Protein-coding gene in humans

Calcium channel, voltage-dependent, T type, alpha 1G subunit, also known as CACNA1G or Ca_{v}3.1 is a protein which in humans is encoded by the CACNA1G gene. It is one of the primary targets in the pharmacology of absence seizure.

== Function ==
Ca_{v}3.1 is a type of low-voltage-activated calcium channel, also known as "T-type" for its transient on and off. It is expressed in thalamocortical relay nucleus, and is responsible for the slow-wave sleep and absence seizure.

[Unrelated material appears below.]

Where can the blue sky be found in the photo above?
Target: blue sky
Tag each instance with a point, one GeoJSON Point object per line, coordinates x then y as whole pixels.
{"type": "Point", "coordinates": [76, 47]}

During a slow-wave sleep, Ca_{v}3.1 is put into burst mode, and a self-sustaining synchronous cycle between cortex and thalamus is formed, sensory inputs are isolated from cortex; while awake the thalamus should instead relay sensory inputs from outside the central nervous system. The mechanism of absence seizure has a lot in common with slow-wave sleep. Therefore, a blocker that inhibits the burst mode activation of Ca_{v}3.1 is effective in treating absence seizures. Common drugs including ethosuximide, as well as trimethadione.